He's not a big fan of the 20th century.

The Secessionist laid out a legal opposition to Social Security, Medicare and Medicaid in his book, calling them unconstitutional. And yesterday, his soon-to-be running mate Marco Rubio (R-FL) presented a moral argument against them. (UPDATED BELOW)

These programs weakened us as a people. You see, almost forever, it was institutions in society that assumed the role of taking care of one another. If someone was sick in your family, you took care of them. If a neighbor met misfortune, you took care of them. You saved for your retirement and your future because you had to. We took these things upon ourselves in our communities, our families, and our homes, and our churches and our synagogues. But all that changed when the government began to assume those responsibilities. All of a sudden, for an increasing number of people in our nation, it was no longer necessary to worry about saving for security because that was the government’s job.
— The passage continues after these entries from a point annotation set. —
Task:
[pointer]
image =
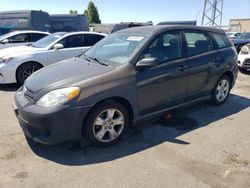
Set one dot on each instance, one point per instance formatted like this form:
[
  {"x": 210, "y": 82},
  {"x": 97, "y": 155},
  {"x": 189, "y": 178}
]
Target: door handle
[
  {"x": 182, "y": 67},
  {"x": 216, "y": 59}
]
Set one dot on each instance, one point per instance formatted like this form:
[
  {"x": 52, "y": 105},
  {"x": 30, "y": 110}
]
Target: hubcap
[
  {"x": 29, "y": 71},
  {"x": 222, "y": 90},
  {"x": 108, "y": 125}
]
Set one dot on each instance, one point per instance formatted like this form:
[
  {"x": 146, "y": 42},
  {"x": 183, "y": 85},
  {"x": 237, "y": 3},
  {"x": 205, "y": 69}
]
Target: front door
[
  {"x": 73, "y": 46},
  {"x": 201, "y": 63},
  {"x": 165, "y": 85}
]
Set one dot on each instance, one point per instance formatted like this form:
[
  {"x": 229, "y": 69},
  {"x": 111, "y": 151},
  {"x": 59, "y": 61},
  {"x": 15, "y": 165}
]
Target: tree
[
  {"x": 73, "y": 12},
  {"x": 86, "y": 13},
  {"x": 92, "y": 13}
]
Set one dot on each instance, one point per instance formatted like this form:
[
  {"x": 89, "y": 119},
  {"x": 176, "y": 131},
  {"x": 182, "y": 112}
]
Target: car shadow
[
  {"x": 9, "y": 87},
  {"x": 143, "y": 136}
]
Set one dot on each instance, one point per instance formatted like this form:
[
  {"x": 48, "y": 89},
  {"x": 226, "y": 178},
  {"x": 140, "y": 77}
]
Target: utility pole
[{"x": 212, "y": 13}]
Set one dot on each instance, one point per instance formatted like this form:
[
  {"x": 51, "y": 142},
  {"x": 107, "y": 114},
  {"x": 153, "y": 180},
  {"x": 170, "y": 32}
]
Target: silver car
[{"x": 17, "y": 38}]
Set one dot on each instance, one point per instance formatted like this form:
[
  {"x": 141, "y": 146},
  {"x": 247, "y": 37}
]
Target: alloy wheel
[
  {"x": 222, "y": 90},
  {"x": 108, "y": 125}
]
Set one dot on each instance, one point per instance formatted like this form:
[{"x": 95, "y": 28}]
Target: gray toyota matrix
[{"x": 131, "y": 76}]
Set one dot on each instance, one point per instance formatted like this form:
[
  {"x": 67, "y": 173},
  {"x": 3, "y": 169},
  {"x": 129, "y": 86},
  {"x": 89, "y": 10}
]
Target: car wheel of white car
[
  {"x": 106, "y": 124},
  {"x": 221, "y": 90},
  {"x": 25, "y": 70}
]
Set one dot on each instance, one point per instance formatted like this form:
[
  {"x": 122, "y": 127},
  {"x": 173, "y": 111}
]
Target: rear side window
[
  {"x": 73, "y": 41},
  {"x": 18, "y": 38},
  {"x": 165, "y": 47},
  {"x": 221, "y": 40},
  {"x": 197, "y": 43},
  {"x": 91, "y": 39}
]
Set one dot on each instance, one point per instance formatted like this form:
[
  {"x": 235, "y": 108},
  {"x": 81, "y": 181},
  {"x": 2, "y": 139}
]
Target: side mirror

For those who met misfortune, that wasn’t our job to take care of them. That was the government’s job. And as government crowded out the institutions in our society that did these things traditionally, it weakened our people.

It’s more than a little bizarre to view the period between 1933-1981 as the Great Weakening of America. But that’s the preferred narrative of today’s Republicans, who want to repeal pretty much the entire 20th century. (As an aside, I would love to hear how, specifically, the government has hobbled religious and charitable organizations.)

Chait is right — this is absolutely the new GOP consensus.

Anyway, since these programs are immensely popular, it would seem that a Democratic President, so inclined, could use this to his advantage, and campaign to vigorously defend them.

Just a thought.

UPDATE

Rubio’s speech sounds a lot like something Franklin Graham said a few months ago.